Abortion is now heavily restricted in nearly half of U.S. states, which places a burden on anyone who may become pregnant, but worst of all on the most marginalized – the poor, people of color, trans people, and children impregnated through rape. But these are not the only impacts of these bans. They are also impacting medical providers, who are now put in a situation to have to choose between the life of the pregnant person and their medical license.
While some may have an abortion due to financial hardship, an overburdened family, or simply a desire to live life without a child, many people who choose to be pregnant are faced with the tragic need to terminate their pregnancy because their own life or the life of the fetus is in danger, which endangers the parent in turn. Without access to abortion these patients are forced into a horrible situation – they must avoid lifesaving treatment if they themselves are ill, or in the case of miscarriage, must wait until the fetus evacuates naturally or creates life-threatening symptoms that give them the legal right to seek emergency care. And now doctors may be afraid of intervening in cases when abortion would otherwise be a safe and desirable treatment, because of the fear that the life of the pregnant person wasn’t in “enough” danger according to state law. They face a terrible choice: care for the patient and lose the license or protect the license and risk losing the patient.
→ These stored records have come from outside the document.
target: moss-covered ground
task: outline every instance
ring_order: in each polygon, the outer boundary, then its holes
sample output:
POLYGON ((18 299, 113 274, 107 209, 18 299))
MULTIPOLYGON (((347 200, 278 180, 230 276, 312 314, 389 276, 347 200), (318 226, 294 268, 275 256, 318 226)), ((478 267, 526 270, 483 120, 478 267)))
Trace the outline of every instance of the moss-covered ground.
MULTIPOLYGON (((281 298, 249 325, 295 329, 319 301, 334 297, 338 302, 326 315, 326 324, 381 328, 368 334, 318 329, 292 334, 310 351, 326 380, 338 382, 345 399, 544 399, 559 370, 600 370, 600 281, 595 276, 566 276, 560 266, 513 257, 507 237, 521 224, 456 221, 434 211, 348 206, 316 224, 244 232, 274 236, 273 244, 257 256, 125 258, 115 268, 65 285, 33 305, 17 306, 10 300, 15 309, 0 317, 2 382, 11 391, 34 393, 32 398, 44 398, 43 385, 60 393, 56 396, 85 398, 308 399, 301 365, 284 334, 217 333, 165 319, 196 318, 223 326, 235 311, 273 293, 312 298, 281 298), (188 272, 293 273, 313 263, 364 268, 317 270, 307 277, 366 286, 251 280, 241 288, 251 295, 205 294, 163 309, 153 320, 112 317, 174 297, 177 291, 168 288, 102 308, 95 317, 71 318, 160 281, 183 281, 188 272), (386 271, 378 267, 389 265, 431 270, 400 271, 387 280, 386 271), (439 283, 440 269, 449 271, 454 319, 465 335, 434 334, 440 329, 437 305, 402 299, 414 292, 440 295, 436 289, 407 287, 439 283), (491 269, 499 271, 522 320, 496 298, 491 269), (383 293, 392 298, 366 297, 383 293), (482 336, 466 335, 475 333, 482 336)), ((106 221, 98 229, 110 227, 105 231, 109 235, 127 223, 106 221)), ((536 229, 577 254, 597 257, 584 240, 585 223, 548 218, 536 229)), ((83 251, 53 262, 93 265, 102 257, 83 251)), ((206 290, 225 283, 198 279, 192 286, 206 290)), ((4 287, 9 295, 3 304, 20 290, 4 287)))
About 25 to 27 pregnant people out of 100,000 also have cancer. They most often need chemotherapy to prevent the spread of their disease, but this life-saving treatment puts the fetus in danger. If the life of a fetus is paramount, a pregnancy can mean a person cannot get effective treatment for their cancer. If abortion is not an option, pregnant people with cancer diagnoses must carry their pregnancy to term, and delay treatment. Thus, they may be forfeiting their own life, and often a parent for their already living children, for the sake of the fetus.
The inhumane treatment of pregnant people in Texas and other states is due to a stipulation in the law that says abortion can only be provided when the life of a pregnant person is in immediate danger. Even people who seek abortions following a miscarriage must have a life-threatening condition, such as sepsis or an acute kidney injury, before they can receive an abortion.
In Texas, under current law, in the case of miscarriages in pregnancies that end before ten weeks, pregnant people can usually safely miscarry on their own with few complications. However, patients who experience miscarriages after ten weeks of pregnancy are forced to carry the fetus until it evacuates the vagina on its own, or when the once-pregnant person’s life is in danger.
Dilation and curettage, or D&C, is a necessary treatment for clearing the uterus of those who have miscarried after ten weeks of pregnancy. D&C used to be a routine medical procedure available in Texas. However, with the recent changes to the state’s abortion law, people who have experienced miscarriages after ten weeks of pregnancy are sent home with instructions to return only if the bleeding is excessive (filling a diaper more than once an hour). On average, expelling tissue from a pregnancy that is no longer viable takes nine days. The process is painful, and 57 percent of once-pregnant people end up with serious infections, hemorrhaging, and sometimes life-threatening sepsis. Forcing a person who has experienced a miscarriage to carry their dead fetus until it is expelled naturally can be both physically dangerous and emotionally disturbing, let alone painful.
As a result, the Texas Medical Association received complaints from doctors that hospitals were preventing them from providing medically necessary abortions, and that providers feared legal consequences. Meanwhile, some hospitals have enlisted special panels of doctors and lawyers to decide when a pregnancy can be ended, while others have required multiple doctors to sign off on an abortion procedure with details as to why it was necessary. The result is delayed treatment and heightened risks for patients.
This has created a situation in which medical providers can face an unconscionable choice between their medical license, and a pregnant person’s life. Doctors must answer for themselves, “is a life in immediate danger or not?”
Conservative politicians who support these draconian abortion bans can blame the medical system for any misunderstandings that their laws create, but some will also publicly attack doctors in the national media for choosing to provide abortion care in even exceptionally horrifying incidents of child rape and impregnation. In July, for example, a ten-year-old was raped in Ohio and received an abortion. The Indiana doctor who performed the abortion was defamed in the right wing media and accused of not submitting the necessary paperwork after performing the procedure, which would have terminated her license had it been true. This kind of attack on medical providers threatens other doctors who may want to perform such a procedure.
take this risk.
In 2022 the U.S. has a more conservative reproductive health policy than it had 50 years ago. Ireland now has more progressive laws toward medical abortion than the U.S. We are being taken backwards in time.
Yet despite these roll-backs in reproductive health rights, there are signs of hope. In early August, Kansas was the first state to vote on abortion rights since the U.S. Supreme Court handed down its ruling, and 59 percent of voters voted to reject an amendment to strip abortion rights from the state constitution. This overwhelming margin shows that if given a choice, the majority of voters in the U.S. believe women and pregnant people should be in charge of their own bodies.